I've been benchmarking a few LLMs on HumanEval, specifically on pass@1. My goal was to both reproduce some of the reported numbers independently and to get a better sense how these models compare on code generation. The attached table summarizes the results. More details in 🧵

May 31, 2023 · 12:58 PM UTC

I've been (yet again) surprised by how strong @OpenAI's GPT-4 is. In my experiments, it's even stronger than what is reported in the paper (~73% vs. ~67% for pass@1). It's possible that my prompt is slightly better or that the paper didn't sample at temperature=0.
Also, @OpenAI 's text-davinci-003 is another very, very strong model. Not quite GPT-4, but with ~62% pass@1 it achieves a very comfortable 2nd place. What's extra nice about this model is that you can use it without the chat API, which made prompting a lot simpler.
I've also been very impressed by @AnthropicAI's claude-instant. It's very, very capable and handily beats GPT-3.5 (aka ChatGPT), at least on this benchmark (~46% vs. ~54%). For some reason claude itself did slightly worse (~51% vs. ~54%), even though I've used the same prompt 🤷‍♂️
I've also included some of the smaller open-source models. I was able to run those locally, which is very cool. Obviously all of them are much smaller than the @OpenAI and @AnthropicAI models, so it's not really a fair comparison.
LLaMA performs relatively poorly on code (as is also reported in their paper). This might be a direct consequence of them under-sampling GitHub (see screenshot) but compared to even Codex 2.5b, the performance is underwhelming (~10% vs. ~22%).
Finally, @Replit's 3b base model does quite well but underperforms relative to what they reported on Twitter (~16% vs. ~22%). It's possible that the quantization I did for running this locally caused a drop in performance.
Replying to @Replit
Replit-code-v1-3b & replit-finetuned-v1-3b were trained entirely on code and were meant for single-line code completion.
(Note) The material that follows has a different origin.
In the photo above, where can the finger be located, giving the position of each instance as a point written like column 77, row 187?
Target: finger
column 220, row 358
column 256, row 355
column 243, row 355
We didn’t expect either to perform so well on HumanEval, but they did. replit-finetuned-v1-3b outperformed all OSS code models, even those 5x its size.
Interesting: @amanrsanger notes that gpt-3.5-turbo performance is a lot better when using the completion (instead of chat) API via Azure. Makes sense to me; prompting via the chat API was quite tricky.
gpt-3.5-turbo is criminally underrated at coding When using it with Azure's completion endpoint instead of OpenAI's chat endpoint, you can get a jump in HumanEval performance from <50% to 74%! This blows claude v1.3 out of the water, which sits just below 60% perf. [1]
Replying to @mplappert
Interesting, I got much better performance with gpt-4 (around 85%). Someone else linked the code below, so feel free to reproduce.
Very cool & super impressive! My approach was to tune the prompt until I could ~match what people reported in their papers / twitter threads, but it's very impressive that you can push GPT-4 performance by so much.
Replying to @mplappert
Also for reference you might like this by @amanrsanger . Here GPT4 performs even better with another prompt:
GPT-4 is waaay better at programming than given credit for. HumanEval is a benchmark of python programming problems. With some prompt engineering, GPT-4 scores ~85%, destroying Codex's 29% from just 2 years ago And performing much better than OpenAI's publicized accuracy
Very cool, thanks for sharing! Impressive that this can be pushed so much further with the right prompt.